Scaling quantum information systems: Photonics holds the keys
The commercialization of quantum technology is a much-discussed topic.
JOHN DEXHEIMER, President, LightWave Advisors
TIM DAY, Ph.D., Executive Chairman, ColdQuanta
CHRIS MONROE, Ph.D., CEO, IonQ
JAMIL ABO-SHAEER, Ph.D., CEO, Vector Atomic
GRAEME MALCOLM, Ph.D., CEO, M Squared Lasers
The commercialization of quantum technology is a much-discussed topic and panel moderator John Dexheimer took the current level of interest as his headline: “Quantum information has entered a land rush of global investments.” Governments in China, Europe, and North America are devoting multi-billion-dollar programs to quantum technologies, and commercial investment is flowing as well. Leading venture and private equity funds as well as major corporations compete for rapid investments of considerable size.
Why? Dexheimer cited the Boston Consulting Group’s 2018 report that estimates a quantum computing market of nearing $60 billion in 2035, which would grow further to $295 billion in 2050. So, there are plenty of opportunities for photonics companies to innovate and expand in this field.

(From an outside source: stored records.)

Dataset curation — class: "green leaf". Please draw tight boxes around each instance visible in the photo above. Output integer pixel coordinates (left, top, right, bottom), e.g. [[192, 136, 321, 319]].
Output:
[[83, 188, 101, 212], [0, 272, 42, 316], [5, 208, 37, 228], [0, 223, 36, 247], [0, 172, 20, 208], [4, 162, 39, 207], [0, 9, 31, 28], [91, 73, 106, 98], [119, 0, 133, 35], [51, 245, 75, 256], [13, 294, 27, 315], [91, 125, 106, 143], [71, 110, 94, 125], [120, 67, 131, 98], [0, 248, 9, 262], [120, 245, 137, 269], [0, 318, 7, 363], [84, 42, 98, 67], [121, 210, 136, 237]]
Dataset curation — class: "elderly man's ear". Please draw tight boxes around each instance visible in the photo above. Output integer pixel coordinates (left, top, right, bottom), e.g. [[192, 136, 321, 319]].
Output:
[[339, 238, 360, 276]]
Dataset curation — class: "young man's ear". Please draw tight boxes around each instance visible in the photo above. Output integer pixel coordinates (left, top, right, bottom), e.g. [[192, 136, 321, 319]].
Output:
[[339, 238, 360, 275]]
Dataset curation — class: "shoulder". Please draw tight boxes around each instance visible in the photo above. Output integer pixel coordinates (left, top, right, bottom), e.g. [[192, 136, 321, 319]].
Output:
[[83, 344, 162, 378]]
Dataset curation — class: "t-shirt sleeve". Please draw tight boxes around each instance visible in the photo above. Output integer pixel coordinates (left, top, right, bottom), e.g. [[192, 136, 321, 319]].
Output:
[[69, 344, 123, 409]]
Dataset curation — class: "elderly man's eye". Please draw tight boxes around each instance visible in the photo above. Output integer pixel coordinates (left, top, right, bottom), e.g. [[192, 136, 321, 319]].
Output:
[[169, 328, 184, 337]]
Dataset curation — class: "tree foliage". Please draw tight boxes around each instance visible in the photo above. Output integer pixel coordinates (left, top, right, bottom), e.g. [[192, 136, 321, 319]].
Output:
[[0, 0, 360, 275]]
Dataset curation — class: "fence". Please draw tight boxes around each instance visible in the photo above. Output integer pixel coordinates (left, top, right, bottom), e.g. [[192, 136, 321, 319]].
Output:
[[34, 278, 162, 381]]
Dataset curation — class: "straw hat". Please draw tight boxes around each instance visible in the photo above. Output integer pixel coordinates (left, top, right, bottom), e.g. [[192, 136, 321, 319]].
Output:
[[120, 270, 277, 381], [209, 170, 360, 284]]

Therefore, Dexheimer presented his panelists with three major questions (see Fig. 1):
1. What do systems vendors need from the photonics sector in terms of component specs/technologies?
2. Are we at the stage where it is “just engineering,” or is there still science to do?
3. Where do you see the applications in terms of volumes in three and seven years?
FIGURE 1. The Quantum Technologies Panel (left to right: Moderator John Dexheimer, Graeme Malcolm, Jamil Abo-Shaeer, Chris Monroe, and Tim Day) tried to answer questions such as the types of systems that vendors need from the photonics sector in terms of component specs/ technologies.
The first presenter, Tim Day from ColdQuanta, gave more details on recent investments and the plentiful potential applications and markets. With a short case study on quantum computer photonic subsystems, he also addressed the first of Dexheimer’s questions.
Second panelist Chris Monroe was introduced as the de-facto speaker of the U.S. National Quantum Initiative and founder of IonQ, where he brought in investment from Google Ventures and Amazon. But he is also a hardware guy: He gave a short introduction of basic building blocks needed for quantum computing, such as miniature vacuum packages to store atoms, or lasers that are stable to nine or 10 digits of accuracy. For scaling up quantum technology, he sees a strong need for an engineering phase. That is one reason to start a company in which physicists, engineers, and software staff work together on quantum technology.
The third panelist was Jamil Abo-Shaeer from Vector Atomic. This one-year-old startup focuses on commercializing quantum technologies for navigation, telecommunications, and oil and mineral exploration. His role was to give an overview of opportunities and requirements for quantum sensors. These sensors are not only the most precise measurement devices on the planet, they also have the shortest time horizon to market. The technology for atomic clocks exists, and can be used to build inertial sensors, magnetometers, and field sensors that are all best-in-class.
But, as Shaeer said, “What industry needs to focus on is integration, operability in real-world environments, and reliability.” And the photonics industry has to reduce prices for lasers if they want to compete with established sensor technology. The same holds for electronics.
The last panelist was Graeme Malcolm from M Squared Lasers, a 100-person photonic and quantum technologies company. Citing Bill Gates, he noted the limits of current technology: If the sheer volume of mankind’s data grows steadily, we will run out of appropriate computing capacity.
Quantum computing may help, but that’s challenging. For example, M Squared built a laser with extreme phase stability for qubits with 99.99% fidelity. Still, more qubits are needed and so are more laser systems (see Fig. 2). Based on market research from Tractica, Malcolm expects the market for lasers in quantum systems to go beyond $1 billion within the next five years.
FIGURE 2. Current quantum experiments are either based on ions (red) or neutral atoms (blue) and highly stabilized lasers to manipulate the quantum system. (Courtesy of M Squared Lasers)
Not unexpectedly, this panel commanded a lot of attention and discussion from a full audience, which is quite unusual for the last event of the day. The discussion went from expectations of laser features to the need for new thinking about quantum computing. It won’t be perfect for all problems, but it may open up entirely different solutions. One important point was made before the cocktail hour: Further standardization of laser technology will be a key issue for the development of very small, inexpensive lasers for quantum computing.